Se trataba de simples escenas de la vida diaria, pero que, proyectadas en movimiento, y no en fotografía como era lo usual entonces, daba la sensación de estarse presenciando en vivo. Con la vista Llegada del tren, por ejemplo, que mostraba a una humeante locomotora acercándose rápidamente y de frente por la vía, los espectadores entraron en pánico y se levantaron alarmados de sus asientos con el fin de ponerse a salvo. El mundo no volvería a ser el mismo.
Un dato curioso: se tienen noticias de que antes de estas fechas, un tal William Kinkenstein ya proyectaba vistas similares en la ciudad de Guadalajara, y lo hacía con un aparato que se asemejaba en buena medida al cinematógrafo de los hermanos Lumière. Sin embargo y por desgracia, nada más se sabe de este notable hecho.
El Cinematógrafo Lumière, como se bautizó al local de Plateros, adquirió fama instantánea. Como agradecimiento, los encargados del lugar anunciaron a la prensa que ofrecerían funciones de gala todos los jueves. El 27 de agosto, la afrancesada alta sociedad mexicana se dio cita puntual para atestiguar la historia. Las expectativas eran elevadas, pues se habían anunciado “doce cuadros esplendidos” para esa noche.
La siguiente semana, los europeos idearon algo singular que sin duda terminaría de asombrar a todos. Esto sucedió el jueves 3 de septiembre de 1896, durante la segunda función de gala: los espectadores no dieron crédito a lo que veían. Un muro de ladrillo era destruido ante sus propios ojos. Instantes después, sin embargo, cada pieza de este muro volvía a su lugar mágicamente, hasta que el enorme muro quedaba de nuevo intacto. Se trató, desde luego, de la cinta proyectada al revés. Pero el asombro de los espectadores alcanzó niveles inimaginables. La modernidad había irrumpido en nuestro país.

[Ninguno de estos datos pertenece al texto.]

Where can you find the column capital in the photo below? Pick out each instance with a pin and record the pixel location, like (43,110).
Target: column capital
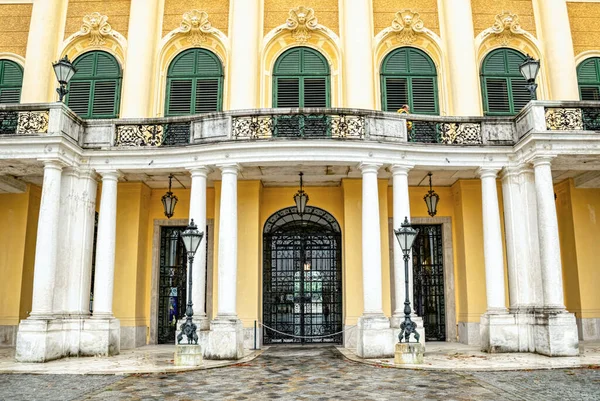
(366,167)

Para anunciar la tercera función de gala, los emisarios de los hermanos Lumière recurrieron a otra innovación que perduraría por décadas: la primera cartelera cinematográfica de nuestra historia. En ella, enlistaron en un anuncio los títulos de las vistas que se proyectarían esa noche. De este modo, los espectadores podían saber con antelación que disfrutarían de El hombre serpentina, Boliches en Francia, Pelea de mujeres, Salida del barco, Comitiva del emperador de Austria, Una fiesta en Ginebra y El gigante y el enano, entre varias más.

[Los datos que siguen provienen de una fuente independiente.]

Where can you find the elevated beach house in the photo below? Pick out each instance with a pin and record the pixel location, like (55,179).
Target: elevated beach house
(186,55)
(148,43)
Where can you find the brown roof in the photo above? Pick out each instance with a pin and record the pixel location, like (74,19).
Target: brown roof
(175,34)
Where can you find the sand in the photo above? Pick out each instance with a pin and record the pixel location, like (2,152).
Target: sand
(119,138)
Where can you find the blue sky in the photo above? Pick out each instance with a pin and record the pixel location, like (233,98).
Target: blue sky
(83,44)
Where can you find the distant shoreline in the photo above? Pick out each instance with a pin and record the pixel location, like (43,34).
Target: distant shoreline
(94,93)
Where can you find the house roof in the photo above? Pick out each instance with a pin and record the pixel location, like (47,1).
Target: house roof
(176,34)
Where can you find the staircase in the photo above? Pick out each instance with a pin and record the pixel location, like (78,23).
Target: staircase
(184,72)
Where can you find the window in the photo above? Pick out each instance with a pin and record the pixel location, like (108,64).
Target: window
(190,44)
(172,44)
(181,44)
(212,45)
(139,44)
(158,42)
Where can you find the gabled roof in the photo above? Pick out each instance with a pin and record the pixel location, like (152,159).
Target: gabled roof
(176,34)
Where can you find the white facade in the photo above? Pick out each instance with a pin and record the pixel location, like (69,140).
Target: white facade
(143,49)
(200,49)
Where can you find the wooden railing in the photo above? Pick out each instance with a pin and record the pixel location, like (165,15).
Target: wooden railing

Otra novedad se anunció esta vez: vistas tomadas en la Ciudad de México, entre las que se contaban El Canal de La Viga y Los alumnos de Chapultepec. En total, se capturarían 37 vistas en nuestro país durante esa primera etapa. Semanas después, vendría algo que es digno de recalcar: el primer noticiario cinematográfico. El lunes 14 de septiembre se proyectaron doce vistas, seis de las cuales se destinaron a la guerra que España comenzaba a librar en contra de los independentistas cubanos. Los espectadores atestiguaron lo que sucedía a miles de kilómetros, en la Península Ibérica, y después un poco más cerca, en la isla caribeña.

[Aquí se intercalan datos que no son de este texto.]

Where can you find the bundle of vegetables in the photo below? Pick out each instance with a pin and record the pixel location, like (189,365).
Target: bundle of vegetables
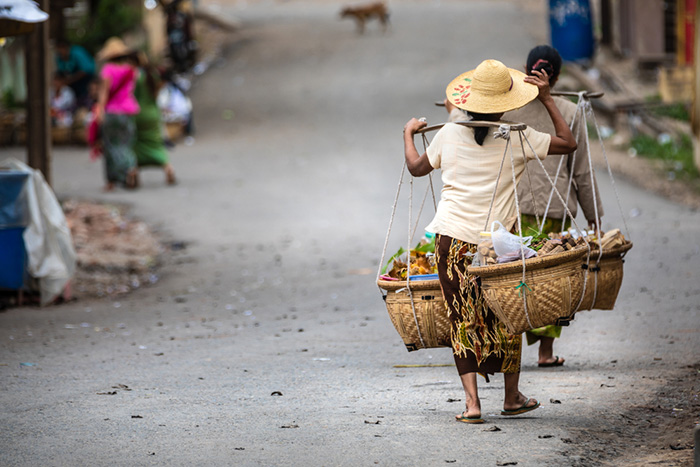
(554,242)
(422,260)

Las funciones se fueron propagando con rapidez a otras ciudades, la primera de ellas en Guadalajara. Meses más tarde llegaría otro invento genial: el Vitascopio, de Thomas Alva Edison, que servía básicamente para lo mismo: ilustrar sueños.
El cine, que había llegado para quedarse, alcanzaría en nuestro país su época de mayor esplendor durante las décadas de los cuarenta y cincuenta del siglo XX.